2. The Neighborhood Information on Siting and Referral (NISR) Process Action Plan This plan is designed to address the issues, questions and concerns of citizens around residential group homes and facilities in neighborhoods. NISR would be a centralized, coordinated source of information, guidance, referral, and assistance to citizens, neighborhood associations, providers and agencies with inquiries about siting-related issues and concerns.
3. The Good Neighbor Certification Process Action Plan This will be a certification of the siting process used by a prospective provider, designed to verify that the process used lays the groundwork for ongoing good neighbor relations, including notification after site selection has been approved. The certification process is intended to provide guidance to neighbors and providers on what is expected during the siting process.
4. Amend Portland City Code To Include an "alternatives to incarceration/post-incarceration" Use Category.

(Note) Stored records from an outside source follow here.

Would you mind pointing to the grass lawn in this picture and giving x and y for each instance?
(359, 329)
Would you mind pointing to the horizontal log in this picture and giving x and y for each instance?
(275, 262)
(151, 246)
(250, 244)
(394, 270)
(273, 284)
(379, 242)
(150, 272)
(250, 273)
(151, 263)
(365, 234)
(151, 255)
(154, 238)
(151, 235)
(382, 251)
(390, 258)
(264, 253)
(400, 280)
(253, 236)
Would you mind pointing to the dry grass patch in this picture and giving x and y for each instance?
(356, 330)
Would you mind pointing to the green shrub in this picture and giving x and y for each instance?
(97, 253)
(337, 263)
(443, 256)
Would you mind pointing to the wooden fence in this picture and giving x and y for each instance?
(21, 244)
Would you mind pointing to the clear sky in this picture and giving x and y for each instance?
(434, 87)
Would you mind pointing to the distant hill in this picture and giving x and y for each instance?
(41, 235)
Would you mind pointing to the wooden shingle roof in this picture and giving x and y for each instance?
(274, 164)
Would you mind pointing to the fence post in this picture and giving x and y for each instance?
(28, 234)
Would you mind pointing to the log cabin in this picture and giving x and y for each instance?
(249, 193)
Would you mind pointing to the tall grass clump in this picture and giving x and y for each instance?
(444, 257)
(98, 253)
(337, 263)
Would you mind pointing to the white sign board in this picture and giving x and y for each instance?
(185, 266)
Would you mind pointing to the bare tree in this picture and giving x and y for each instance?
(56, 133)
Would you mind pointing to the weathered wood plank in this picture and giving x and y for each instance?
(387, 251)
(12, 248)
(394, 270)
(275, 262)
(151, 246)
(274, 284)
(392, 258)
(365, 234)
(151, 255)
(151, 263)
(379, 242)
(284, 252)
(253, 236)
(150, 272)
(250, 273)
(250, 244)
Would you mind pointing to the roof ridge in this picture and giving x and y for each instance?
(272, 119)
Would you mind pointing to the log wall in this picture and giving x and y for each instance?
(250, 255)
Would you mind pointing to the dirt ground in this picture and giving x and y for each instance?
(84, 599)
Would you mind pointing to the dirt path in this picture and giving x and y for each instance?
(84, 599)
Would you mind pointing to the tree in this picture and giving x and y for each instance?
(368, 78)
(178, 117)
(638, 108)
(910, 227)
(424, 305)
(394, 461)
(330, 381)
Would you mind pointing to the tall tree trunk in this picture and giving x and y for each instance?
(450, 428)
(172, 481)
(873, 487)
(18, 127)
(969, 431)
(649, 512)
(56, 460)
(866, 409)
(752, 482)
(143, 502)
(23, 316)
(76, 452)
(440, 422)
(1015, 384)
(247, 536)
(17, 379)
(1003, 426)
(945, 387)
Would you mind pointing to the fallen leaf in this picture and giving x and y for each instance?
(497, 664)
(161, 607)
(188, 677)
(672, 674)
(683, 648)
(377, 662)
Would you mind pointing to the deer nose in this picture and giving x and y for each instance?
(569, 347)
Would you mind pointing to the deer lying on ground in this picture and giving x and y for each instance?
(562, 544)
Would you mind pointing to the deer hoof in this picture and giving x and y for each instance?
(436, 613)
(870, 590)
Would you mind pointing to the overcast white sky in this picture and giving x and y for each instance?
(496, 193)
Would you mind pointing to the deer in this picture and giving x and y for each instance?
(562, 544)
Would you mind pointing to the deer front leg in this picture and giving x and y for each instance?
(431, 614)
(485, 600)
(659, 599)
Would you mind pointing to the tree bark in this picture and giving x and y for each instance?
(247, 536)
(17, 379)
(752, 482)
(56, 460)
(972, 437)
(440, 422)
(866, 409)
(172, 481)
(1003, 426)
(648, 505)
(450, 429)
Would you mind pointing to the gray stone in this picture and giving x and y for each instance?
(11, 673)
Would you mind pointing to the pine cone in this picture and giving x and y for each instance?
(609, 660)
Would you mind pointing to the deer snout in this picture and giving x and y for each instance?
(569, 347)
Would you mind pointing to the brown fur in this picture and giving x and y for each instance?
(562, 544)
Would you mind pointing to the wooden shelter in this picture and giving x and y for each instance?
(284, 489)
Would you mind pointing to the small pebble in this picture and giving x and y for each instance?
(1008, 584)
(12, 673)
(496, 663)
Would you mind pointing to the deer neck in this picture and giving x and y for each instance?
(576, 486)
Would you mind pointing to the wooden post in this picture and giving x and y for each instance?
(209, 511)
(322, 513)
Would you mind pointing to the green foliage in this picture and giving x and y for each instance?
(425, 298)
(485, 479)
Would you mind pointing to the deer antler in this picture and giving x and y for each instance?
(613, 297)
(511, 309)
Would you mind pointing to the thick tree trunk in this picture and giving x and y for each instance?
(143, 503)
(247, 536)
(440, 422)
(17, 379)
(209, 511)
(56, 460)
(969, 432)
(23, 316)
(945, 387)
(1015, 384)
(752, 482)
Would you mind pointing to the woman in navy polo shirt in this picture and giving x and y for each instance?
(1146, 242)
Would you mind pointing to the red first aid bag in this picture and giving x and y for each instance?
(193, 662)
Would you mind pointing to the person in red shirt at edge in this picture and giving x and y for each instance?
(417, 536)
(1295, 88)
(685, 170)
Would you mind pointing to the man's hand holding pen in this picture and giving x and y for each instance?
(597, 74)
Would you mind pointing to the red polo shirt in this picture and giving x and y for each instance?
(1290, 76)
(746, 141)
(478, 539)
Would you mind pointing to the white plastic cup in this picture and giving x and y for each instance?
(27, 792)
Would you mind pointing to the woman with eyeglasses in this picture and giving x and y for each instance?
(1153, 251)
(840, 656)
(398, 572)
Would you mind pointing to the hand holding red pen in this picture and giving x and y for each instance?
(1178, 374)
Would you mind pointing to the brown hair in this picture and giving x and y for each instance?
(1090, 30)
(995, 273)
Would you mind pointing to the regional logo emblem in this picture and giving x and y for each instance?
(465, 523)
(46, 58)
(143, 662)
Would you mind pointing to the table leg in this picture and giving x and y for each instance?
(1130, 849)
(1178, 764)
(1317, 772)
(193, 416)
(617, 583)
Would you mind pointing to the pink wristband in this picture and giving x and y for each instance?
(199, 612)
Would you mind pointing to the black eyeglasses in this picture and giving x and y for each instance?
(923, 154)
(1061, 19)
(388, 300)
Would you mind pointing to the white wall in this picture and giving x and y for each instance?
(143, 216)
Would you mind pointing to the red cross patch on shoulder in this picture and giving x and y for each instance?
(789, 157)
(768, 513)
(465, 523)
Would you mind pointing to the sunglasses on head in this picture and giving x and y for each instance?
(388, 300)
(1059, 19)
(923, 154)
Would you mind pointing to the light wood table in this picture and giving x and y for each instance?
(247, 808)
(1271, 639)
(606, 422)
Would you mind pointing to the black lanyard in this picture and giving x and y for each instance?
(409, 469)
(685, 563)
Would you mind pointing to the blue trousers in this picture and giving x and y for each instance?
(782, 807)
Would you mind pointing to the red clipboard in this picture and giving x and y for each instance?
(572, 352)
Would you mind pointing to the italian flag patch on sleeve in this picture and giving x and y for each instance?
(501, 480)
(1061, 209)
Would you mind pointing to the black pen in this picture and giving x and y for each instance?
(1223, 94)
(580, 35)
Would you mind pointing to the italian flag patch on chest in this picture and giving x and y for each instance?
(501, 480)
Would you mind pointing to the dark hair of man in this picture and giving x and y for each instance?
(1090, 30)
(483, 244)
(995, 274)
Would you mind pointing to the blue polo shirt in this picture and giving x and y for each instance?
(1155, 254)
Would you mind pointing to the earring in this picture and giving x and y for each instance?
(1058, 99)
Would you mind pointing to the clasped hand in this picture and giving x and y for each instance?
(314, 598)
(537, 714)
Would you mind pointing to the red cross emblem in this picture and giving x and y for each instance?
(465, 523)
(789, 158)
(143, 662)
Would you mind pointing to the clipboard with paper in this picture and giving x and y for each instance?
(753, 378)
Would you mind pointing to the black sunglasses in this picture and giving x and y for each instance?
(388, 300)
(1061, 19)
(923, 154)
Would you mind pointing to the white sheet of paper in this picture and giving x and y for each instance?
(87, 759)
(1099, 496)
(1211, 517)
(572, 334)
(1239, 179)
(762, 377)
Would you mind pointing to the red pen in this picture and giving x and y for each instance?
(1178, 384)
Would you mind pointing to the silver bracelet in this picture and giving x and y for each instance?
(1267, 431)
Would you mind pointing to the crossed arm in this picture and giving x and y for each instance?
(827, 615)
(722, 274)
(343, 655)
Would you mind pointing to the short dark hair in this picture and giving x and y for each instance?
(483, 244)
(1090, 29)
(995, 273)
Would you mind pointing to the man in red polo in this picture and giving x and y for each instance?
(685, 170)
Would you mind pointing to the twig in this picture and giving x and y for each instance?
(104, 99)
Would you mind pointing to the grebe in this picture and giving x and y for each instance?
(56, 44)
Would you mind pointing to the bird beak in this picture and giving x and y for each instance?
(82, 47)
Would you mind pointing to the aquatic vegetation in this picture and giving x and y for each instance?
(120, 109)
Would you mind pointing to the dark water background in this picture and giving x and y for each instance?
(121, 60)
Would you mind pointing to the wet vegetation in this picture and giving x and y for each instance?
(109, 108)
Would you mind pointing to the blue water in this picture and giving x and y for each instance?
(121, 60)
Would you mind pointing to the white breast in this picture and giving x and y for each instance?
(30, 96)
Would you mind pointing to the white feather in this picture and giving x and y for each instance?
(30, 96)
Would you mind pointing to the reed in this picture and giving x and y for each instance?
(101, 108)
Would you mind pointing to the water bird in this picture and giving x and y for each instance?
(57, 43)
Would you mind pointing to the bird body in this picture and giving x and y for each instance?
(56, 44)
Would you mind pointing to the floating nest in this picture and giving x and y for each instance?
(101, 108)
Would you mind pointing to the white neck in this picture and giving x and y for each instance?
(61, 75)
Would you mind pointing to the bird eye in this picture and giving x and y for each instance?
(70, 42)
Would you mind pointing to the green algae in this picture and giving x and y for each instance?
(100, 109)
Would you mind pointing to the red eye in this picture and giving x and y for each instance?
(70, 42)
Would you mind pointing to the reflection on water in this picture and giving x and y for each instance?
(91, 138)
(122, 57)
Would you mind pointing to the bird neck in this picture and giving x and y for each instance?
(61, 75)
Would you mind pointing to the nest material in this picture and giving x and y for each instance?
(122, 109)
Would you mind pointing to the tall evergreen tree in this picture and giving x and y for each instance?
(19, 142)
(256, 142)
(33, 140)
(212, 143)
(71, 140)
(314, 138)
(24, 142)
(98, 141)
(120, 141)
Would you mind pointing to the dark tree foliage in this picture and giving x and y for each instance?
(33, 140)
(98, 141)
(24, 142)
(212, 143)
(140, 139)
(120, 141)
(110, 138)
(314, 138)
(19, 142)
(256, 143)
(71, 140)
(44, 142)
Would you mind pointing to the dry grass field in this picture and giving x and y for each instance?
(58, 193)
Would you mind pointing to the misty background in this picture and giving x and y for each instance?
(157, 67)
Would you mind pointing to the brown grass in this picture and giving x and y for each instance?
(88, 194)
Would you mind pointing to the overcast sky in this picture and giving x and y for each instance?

The City of Portland Bureau of Planning could develop a new land use category for "alternatives to incarceration/post-incarceration." These uses could be treated as conditional uses, and conditional use approval criteria, based on land use impacts, would need to be developed. Conditional use review provides an opportunity to allow the use when there are minimal impacts, to allow the use but impose mitigation measures to address identified concerns, or to deny the use if the concerns cannot be resolved.
These measures must now be passed as code amendments to be implemented.
The County Commissioners held a hearing the next day, eliminating the Good Neighbor Certification Process. A resolution in support of the remaining provisions were unanimously passed. The Good Neighbor Certification process can still be implemented within the City.
These provisions will be helpful in the siting process, but they are intended to help existing and planned social services fit in better in the neighborhood. They are not intended to keep a social service out of any neighborhood.